Entre espoir fragile et désillusion, la situation humanitaire dans le territoire de Rutshuru, au Nord-Kivu, demeure critique et continue de se dégrader semaine après semaine, notamment dans les localités de Bambo, Kishishe, Katsiro, Kabizo, Bambo-centre et Nyanzale, d’après des sources locales. Les autorités sur place soulignent que les violences récurrentes, les déplacements massifs de populations et l’absence d’assistance humanitaire plongent des milliers de familles dans une précarité extrême et une profonde incertitude, tout en espérant une accalmie.
Plus de la moitié des habitants ont fui leurs villages environnants pour se regrouper à Bambo, considéré comme un centre un peu plus sécurisé.
Entre espoir et désillusion
Cependant, dans cette contrée supposée plus sécurisée les conditions de vie restent précaires, brisant l’illusion des déplacés qui souhaitaient retrouver un havre de paix. Isaac Kibira, notable de Bambo, décrit la situation comme catastrophique et lance un appel pressant aux organisations humanitaires pour qu’elles renforcent l’aide d’urgence, « afin d’éviter une catastrophe humanitaire ».

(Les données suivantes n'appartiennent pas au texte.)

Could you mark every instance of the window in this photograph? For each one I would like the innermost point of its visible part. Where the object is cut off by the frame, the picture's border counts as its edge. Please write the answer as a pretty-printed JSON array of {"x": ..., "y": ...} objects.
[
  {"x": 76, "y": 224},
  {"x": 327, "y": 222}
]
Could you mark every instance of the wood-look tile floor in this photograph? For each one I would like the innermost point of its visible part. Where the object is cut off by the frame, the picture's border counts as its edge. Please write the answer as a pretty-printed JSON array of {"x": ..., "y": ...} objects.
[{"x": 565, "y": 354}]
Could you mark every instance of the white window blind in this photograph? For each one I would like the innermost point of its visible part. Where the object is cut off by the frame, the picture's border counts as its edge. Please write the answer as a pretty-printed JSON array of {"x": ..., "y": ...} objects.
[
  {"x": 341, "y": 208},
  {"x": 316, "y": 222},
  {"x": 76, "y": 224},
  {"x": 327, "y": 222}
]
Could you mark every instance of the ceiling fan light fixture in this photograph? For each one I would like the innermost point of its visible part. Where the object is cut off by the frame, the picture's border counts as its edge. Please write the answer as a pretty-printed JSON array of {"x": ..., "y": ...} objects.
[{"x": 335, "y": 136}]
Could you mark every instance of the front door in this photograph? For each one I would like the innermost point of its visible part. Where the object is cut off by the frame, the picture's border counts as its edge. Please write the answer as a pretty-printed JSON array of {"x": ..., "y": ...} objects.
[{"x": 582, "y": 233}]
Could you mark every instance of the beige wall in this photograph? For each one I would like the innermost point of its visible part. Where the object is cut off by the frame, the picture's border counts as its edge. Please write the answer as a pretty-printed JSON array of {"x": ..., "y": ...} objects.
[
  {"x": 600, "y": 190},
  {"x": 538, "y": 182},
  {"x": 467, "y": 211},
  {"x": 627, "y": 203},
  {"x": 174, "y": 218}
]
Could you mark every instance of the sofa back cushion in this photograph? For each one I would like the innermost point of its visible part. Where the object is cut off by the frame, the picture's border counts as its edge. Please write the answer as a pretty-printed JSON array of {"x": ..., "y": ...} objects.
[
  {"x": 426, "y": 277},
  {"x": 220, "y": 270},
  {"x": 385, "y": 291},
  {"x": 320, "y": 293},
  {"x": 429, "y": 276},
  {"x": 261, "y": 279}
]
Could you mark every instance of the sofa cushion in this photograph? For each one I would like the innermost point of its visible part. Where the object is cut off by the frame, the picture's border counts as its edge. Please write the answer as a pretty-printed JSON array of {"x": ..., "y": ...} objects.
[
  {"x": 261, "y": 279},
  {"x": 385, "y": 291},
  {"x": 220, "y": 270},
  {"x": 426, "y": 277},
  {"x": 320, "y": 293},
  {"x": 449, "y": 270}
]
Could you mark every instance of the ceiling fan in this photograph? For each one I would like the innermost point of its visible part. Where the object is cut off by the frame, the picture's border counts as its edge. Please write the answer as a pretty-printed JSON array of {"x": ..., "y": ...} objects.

Il explique que des bananeraies, des champs de maïs et de manioc ont été détruits le long des routes menant aux différents groupements, voire même à l’intérieur des champs, privant la population locale et les déplacés de leurs moyens de subsistance et les plongeant dans les moments les plus difficiles de leur vie, exposant de nombreuses familles à la famine.
Il précise : « Car ces derniers temps, la population locale n’a pas cultivé suite aux différentes opérations, et cela causerait toujours de la famine dans la zone. Nous demandons aux humanitaires de bonne volonté de pouvoir passer dans la zone et que le gouvernement puisse collaborer avec ces humanitaires pour qu’ils viennent à la rescousse aux rescapés et autochtones, en tout cas qui sont dans une situation humanitaire sans précédent ».
Les sources humanitaires confirment que l’accès à la zone reste extrêmement compliqué en raison de l’insécurité persistante, entravant sérieusement l’acheminement de l’aide nécessaire.
Appel à l’action
Dans ce contexte ambivalent, marqué par des attentes d’une vie meilleure non réalisées, Isaac Kibira appelle le Gouvernement à fournir davantage d’efforts pour créer un environnement protecteur, permettant ainsi le retour des déplacés désespérés dans leurs villages et la reprise normale de leurs activités.